Bullfighting, he says defiantly, is something that cannot be done without passion. Technique is nothing without passion. He grabs at his cashmere sweater as if wanting to tear out the heart beating beneath it and show me the passion inside.
‘You live your passion all of the day, you know. You don’t have holidays, you don’t have weekends, you don’t have family, you only have your passion and the
toro
and the fiesta and no more.’
‘Do you still have fear?’
He looks at me pityingly.
‘Of course! If they don’t have fear, they are crazy people! Matador is a person I think normally very intelligent and normal. A brave person is not someone who has no fear!’
I am not sure if this vehemence is the frustration of a highly educated, sensitive man continually forced to defend something at which he is particularly gifted or just a demonstration of the pride and controlled aggression which makes him able to do what he does.
All I know is that I would never describe anyone who stares a charging bull in the face two hundred times a year as normal.
But this is exactly how Vicente seems when the interview’s over. He returns to his soft-spoken, almost solemn politeness, shaking all our hands and inviting us to come and see him fight tomorrow, and to go backstage afterwards.
Whereupon he slides gracefully out into the street leaving me alone with a plate of pig’s testicles, by now greasy, congealed and ready for my close-ups.
T
his morning the pipe band and its attendant explosions passes, with scrupulous punctuality, at ten minutes past eight. This time I don’t take it lying down. I stagger to the window and peer through the curtain.

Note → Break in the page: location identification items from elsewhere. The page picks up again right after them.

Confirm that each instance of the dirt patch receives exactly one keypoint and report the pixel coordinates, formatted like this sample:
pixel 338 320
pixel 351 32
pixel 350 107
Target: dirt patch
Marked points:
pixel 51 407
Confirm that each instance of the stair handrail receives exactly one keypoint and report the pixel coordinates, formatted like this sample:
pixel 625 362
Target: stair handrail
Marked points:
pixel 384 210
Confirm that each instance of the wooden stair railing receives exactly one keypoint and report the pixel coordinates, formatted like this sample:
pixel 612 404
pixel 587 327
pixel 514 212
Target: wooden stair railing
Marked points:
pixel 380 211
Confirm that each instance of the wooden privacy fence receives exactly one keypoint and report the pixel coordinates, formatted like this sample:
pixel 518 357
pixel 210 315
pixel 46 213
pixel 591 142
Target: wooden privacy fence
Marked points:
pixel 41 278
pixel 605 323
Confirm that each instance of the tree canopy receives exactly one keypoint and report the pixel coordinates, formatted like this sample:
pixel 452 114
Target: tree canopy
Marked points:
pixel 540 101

I suppose I had expected to see young children following the band like a Pied Piper, ebulliently scattering fireworks. In fact, the procession consists almost entirely of elderly men, one of whom pushes a supermarket trolley brimful of firecrackers which his two lugubrious companions light with their cigars and toss across the street.
This is the last day of
Fallas
, the culmination of a week’s festivities. Tonight, at midnight, the statues all over the city will be torched, though the largest one in the main square will not go up until an hour later. Vicente’s bullfight begins at five, so we ask the ever-enterprising Robert how we can best kill the time. He suggests more noise.
At two o’clock every afternoon during the festival there is an event known as the
mascleta
in which the three big pyrotechnic families of Valencia vie with each other to produce the most powerful explosive display, and as today is the last day of the last festival of the century, and the millennium, Robert reckons it will be one of the best.
He calls some friends who have an apartment over the square and they invite us to watch the performance from their balcony.
It is a perfect day, bright, cloudless with a dry, fresh breeze. An hour before the display is due to begin, the Plaza del Ayuntamiento is already impassable. The crowd, estimated at two to three hundred thousand, is kept behind barriers allowing access for the Red Cross emergency teams who occasionally dive in to retrieve someone overcome by the crush. In the centre of the square the men from the fireworks company work quietly away, checking the network of wires from which hang thousands of small packages of explosive, and loading up rows of mortars.